I worked on my project today, focusing on the analysis of CDC data. I utilized inactivity percentage and obesity percentage as predictors, with diabetes percentage as the dependent variable. I experimented with multiple linear regression and polynomial regression, varying the degrees trying to achieve the optimal R-squared value. Subsequently, I applied the Breusch-Pagan test to examine the hypothesis that the residuals (variance in errors) in my model are constant across all levels of the independent variables.
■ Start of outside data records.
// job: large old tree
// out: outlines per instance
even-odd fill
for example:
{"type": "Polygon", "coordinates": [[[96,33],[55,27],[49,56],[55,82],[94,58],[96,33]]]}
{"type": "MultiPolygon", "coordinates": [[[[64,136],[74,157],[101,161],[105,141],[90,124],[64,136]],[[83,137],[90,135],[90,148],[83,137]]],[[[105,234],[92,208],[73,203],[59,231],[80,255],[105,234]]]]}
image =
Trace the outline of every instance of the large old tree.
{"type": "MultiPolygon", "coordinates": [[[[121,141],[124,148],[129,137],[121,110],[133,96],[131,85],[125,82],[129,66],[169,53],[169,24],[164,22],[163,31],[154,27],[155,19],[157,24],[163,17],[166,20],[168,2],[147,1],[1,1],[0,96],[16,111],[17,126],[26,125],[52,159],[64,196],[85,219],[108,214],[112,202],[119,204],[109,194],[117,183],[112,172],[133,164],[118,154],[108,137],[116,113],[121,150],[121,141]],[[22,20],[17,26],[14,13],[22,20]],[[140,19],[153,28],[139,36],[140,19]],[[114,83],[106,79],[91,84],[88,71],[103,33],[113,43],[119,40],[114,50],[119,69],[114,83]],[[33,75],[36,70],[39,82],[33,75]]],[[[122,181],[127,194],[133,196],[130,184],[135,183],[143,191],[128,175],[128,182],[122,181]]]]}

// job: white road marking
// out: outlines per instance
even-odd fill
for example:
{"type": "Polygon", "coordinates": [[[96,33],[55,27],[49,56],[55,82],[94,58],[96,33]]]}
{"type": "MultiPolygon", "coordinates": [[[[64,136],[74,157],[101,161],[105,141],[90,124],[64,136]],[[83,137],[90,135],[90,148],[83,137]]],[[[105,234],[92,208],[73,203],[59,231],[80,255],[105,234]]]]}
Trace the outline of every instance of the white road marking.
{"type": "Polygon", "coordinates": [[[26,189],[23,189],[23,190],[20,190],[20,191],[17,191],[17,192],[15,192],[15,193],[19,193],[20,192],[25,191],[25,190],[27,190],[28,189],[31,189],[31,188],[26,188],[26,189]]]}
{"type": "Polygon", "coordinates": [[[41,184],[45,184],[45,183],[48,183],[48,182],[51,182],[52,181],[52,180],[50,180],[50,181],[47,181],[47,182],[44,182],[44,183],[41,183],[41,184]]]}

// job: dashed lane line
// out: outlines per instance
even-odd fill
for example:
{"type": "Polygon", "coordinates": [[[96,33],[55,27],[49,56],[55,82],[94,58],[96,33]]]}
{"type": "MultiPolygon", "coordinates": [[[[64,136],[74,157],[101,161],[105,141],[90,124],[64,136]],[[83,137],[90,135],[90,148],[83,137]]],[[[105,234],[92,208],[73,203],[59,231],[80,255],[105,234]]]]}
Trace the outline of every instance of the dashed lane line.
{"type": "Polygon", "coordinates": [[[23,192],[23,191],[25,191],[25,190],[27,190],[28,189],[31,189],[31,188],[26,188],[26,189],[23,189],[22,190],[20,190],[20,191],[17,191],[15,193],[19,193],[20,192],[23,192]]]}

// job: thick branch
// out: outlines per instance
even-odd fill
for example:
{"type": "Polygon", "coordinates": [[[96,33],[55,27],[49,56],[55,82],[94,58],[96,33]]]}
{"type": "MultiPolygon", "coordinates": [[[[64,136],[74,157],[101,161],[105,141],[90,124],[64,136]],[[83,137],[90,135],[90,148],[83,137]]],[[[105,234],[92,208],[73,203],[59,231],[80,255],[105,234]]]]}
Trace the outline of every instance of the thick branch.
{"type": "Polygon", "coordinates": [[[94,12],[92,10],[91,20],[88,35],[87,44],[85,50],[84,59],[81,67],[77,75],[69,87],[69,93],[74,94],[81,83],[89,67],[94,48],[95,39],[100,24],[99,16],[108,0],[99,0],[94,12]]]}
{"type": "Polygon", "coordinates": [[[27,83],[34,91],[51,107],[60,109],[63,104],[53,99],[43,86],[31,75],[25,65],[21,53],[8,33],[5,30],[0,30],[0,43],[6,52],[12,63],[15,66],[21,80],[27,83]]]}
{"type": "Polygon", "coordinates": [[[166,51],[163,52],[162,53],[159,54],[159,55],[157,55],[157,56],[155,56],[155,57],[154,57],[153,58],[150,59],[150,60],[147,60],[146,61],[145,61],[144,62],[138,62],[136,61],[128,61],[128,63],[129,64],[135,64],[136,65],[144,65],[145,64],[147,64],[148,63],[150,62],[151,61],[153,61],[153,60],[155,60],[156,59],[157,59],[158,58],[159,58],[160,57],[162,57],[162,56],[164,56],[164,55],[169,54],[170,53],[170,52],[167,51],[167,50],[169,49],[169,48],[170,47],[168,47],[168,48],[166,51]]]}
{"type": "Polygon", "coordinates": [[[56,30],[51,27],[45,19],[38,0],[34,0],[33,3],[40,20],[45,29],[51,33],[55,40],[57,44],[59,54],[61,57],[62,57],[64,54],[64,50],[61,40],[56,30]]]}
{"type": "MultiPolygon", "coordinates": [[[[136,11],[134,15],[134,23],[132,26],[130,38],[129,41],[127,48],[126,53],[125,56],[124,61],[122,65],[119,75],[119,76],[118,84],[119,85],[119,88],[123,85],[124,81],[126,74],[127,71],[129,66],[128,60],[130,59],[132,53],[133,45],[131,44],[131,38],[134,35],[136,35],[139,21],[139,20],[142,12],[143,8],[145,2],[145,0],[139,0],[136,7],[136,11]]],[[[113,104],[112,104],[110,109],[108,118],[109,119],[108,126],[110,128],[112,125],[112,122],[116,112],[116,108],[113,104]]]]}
I constructed a new regression model with the squared residuals as the dependent variable and the independent variables from my original model. The goal was to determine if the squared residuals could be predicted by the independent variables. After calculating a test statistic, I obtained a critical value from the chi-squared distribution with 1 degree of freedom (df=1). Since the test statistic was greater than the critical value, I concluded that heteroskedasticity was present

Week 5 – Monday

Last week, I used the R-squared metric for cross-validation, which measures the proportion of variance in the dependent variable that is predictable from predictors. In further exploration today, I tried evaluating my models using alternative scoring metrics, reading about their differences. Notably, I discovered that in the absence of a specified scoring metric in the parameters, the cross_val_score function defaults to calculating the negative Mean Squared Error (MSE) for each fold, a metric that is particularly sensitive to outliers. Furthermore, I gained an understanding of the Mean Absolute Error (MAE) metric, which should be preferred when an equal weightage to all errors is desired .

Week 4 – Friday

I’ve acquired knowledge on implementing polynomial regression and decided to experiment with CDC data on inactivity and obesity. My objective was to observe the differences between polynomial regression and simple linear regression. I conducted this comparison by assessing their respective R-squared values and further validated the models using k-fold cross-validation. The exercise provided a clearer understanding of how a lower R-squared value can serve as an indicator of variability, aiding in the evaluation and judgment of a model’s performance.